The first sea-change: HyperCard
In 1987, Bill Atkinson, working for Apple, released a little program he called “HyperCard” based on the hyper-text notions of Nelson and Englebart. The significant advances that lead to this were primarily the Graphical User Interface (the original Macintosh interface) and the speed of computers, which allowed for scripted languages rather than just compiled languages. Atkinson had been working on it since 1985 and it was a brilliant confluence of the Macintosh’s trademark ease of use and the awesome potential of Hypertext. But the world was not yet ready for Apple and Atkinson’s next prescient move: they released it for free with every new Macintosh. Unfortunately, this was an unheard of precedent and completely marginalized the HyperCard program and its progeny HyperTalk. Under the visionless eyes of utterly gray-and-IBM Amelio and Scully, the “Hyper” stuff that Apple was developing became immensely popular with Mac users and devotees, but suffered a cruel heat-death with the company and corporate users.

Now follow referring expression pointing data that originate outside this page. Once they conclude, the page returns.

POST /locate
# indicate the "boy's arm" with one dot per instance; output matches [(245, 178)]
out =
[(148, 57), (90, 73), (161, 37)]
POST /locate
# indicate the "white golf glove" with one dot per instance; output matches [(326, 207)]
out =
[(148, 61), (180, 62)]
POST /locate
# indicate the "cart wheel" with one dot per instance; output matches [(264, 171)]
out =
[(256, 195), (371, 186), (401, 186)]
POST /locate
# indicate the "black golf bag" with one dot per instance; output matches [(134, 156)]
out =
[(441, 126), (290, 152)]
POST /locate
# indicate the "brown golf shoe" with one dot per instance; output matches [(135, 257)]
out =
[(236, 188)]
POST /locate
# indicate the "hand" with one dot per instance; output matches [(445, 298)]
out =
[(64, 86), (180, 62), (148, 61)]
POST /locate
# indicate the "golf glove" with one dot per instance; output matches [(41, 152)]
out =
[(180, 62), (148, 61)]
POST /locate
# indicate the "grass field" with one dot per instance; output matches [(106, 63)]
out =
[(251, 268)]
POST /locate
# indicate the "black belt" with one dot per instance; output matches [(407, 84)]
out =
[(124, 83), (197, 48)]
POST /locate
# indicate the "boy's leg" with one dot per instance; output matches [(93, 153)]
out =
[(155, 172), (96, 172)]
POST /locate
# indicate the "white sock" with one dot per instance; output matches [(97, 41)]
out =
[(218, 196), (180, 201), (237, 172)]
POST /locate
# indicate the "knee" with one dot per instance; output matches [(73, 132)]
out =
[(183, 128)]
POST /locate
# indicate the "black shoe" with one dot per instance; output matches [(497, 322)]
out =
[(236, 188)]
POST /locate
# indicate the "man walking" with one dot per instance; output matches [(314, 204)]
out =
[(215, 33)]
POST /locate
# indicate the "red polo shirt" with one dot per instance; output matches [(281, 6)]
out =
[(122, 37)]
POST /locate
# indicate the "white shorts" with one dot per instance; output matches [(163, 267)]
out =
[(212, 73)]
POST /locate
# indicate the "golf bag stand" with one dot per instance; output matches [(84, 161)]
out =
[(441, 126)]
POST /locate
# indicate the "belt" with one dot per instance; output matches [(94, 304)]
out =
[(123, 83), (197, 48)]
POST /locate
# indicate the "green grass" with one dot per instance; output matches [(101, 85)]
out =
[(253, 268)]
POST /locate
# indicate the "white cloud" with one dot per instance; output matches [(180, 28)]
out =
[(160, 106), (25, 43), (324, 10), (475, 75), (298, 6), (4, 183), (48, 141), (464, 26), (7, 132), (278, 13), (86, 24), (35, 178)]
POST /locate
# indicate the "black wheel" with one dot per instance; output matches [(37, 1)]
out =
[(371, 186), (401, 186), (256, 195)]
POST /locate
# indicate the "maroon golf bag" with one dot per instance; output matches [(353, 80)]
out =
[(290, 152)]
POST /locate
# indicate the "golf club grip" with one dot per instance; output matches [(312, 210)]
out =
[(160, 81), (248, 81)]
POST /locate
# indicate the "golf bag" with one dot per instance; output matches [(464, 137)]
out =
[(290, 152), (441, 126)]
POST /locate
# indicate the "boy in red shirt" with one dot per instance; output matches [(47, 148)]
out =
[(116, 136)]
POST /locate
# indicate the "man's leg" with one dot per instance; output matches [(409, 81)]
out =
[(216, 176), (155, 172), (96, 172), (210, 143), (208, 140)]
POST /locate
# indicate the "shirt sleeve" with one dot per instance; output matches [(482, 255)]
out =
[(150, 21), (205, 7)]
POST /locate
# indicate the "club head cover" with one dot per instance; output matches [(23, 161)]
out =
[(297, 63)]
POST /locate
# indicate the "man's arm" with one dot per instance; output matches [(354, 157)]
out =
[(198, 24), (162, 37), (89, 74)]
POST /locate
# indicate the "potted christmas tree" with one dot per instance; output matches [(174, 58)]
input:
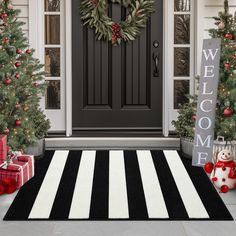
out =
[(226, 105), (21, 82)]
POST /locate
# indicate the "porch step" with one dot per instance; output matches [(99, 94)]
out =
[(112, 143)]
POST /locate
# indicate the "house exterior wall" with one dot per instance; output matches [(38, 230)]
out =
[(31, 14), (23, 5)]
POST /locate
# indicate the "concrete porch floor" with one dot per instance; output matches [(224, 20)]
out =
[(112, 143)]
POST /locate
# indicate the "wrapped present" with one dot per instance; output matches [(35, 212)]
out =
[(20, 170), (27, 159), (3, 148)]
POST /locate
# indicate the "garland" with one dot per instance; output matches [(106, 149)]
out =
[(94, 14)]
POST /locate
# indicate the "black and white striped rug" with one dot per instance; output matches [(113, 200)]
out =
[(117, 185)]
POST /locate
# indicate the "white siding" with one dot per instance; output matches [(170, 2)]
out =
[(205, 11), (24, 15)]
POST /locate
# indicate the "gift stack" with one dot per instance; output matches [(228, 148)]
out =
[(15, 168)]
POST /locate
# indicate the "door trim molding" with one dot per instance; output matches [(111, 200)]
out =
[(35, 19), (166, 71)]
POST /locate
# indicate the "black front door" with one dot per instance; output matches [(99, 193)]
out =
[(117, 87)]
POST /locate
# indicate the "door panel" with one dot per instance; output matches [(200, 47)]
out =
[(114, 86)]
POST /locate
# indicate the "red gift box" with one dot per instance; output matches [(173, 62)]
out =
[(21, 170), (3, 148)]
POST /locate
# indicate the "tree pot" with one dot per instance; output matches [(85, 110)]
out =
[(37, 149)]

Jobs, NeXT and Tim Berners-Lee
By 1987 Steve Jobs had exited Apple was on to bigger and better things. He founded NeXT, which was a Unix-based operating system and computer that was far and away the most powerful personal system available at that time. Unfortunately, if was not a commercial success even as it was raved on by scientists and researchers. In fact, NeXT’s NeXTSTEP operating system was the basis for the OS-X that we know and love today. Almost every cool thing that we see on the Mac today was at one time a research project or experiment on the NeXT platform. But far and away the most important thing that came from NeXT was built by a young gentleman working at CERN named Tim Berners-Lee. Taking advantage of the advanced rapid development tools of the NeXT platform, the inspiration of HyperCard and the most important thing, his academic connection to the then-infantile “Internet” – he created a little application that changed the world and called it “WorldWideWeb.” This application was first released into the wild in 1990 and it defined a new form of communications protocol called HTTP or Hyper Text Transmission Protocol. It was a way for information to be interlinked in a hypertext way between interconnected servers using their “Domain Name” or address. Occupying a niche in higher education and science is what got the NeXT computer into Tim’s hands – and CERN’s connection to the Internet was the piece he was looking for.
The World’s First Browser
At the same time, Pei-Yuan Wei at UC Berkeley was working on another system called “Viola” which was an attempt to bring the functionality of HyperCard to the XWindows (Unix) environment. Wei intended to interconnect in a way that was more akin to the HyperDocuments architecture by Englebart, but after seeing HTTP by Berners-Lee he adapted it to his XWindows app and created the worlds first modern browser, NCSA Mosaic. Wei was working under an initiative that was authored and advocated by then-Senator Al Gore – the High Performance Computing and Communications Act of 1991 – which funded the development of the National Center for Supercomputing Applications’ High-Performance Computing and Communications Initiative – which included the Mosiac Web Browser.
Connecting the Dots
Could someone else have followed this path and invented the web as we know it today? Of course! It’s also arguable that Louis Pasteur might not have figured out that boiling milk killed the viruses and other harmful creatures that lived in it – but the fact is, he did – and the line I just described created the Internet as we know it today. Did they build it from research gathered by others? Of course! Everything we know today has been built by standing on the shoulders of other great men. But again, the line I just described shows the brilliant minds that synthesized the then-existing data into a new and exciting frontier… and the capability for you to read this document in the first place.
So all you Apple-haters go ahead – hate and malign all you want. But while you’re doing so on your blogs, forums, wikis, websites and such – remember that the technology was brought to you by way of the very company that you are slamming.
Alright: Open season on Perk! Give it your best.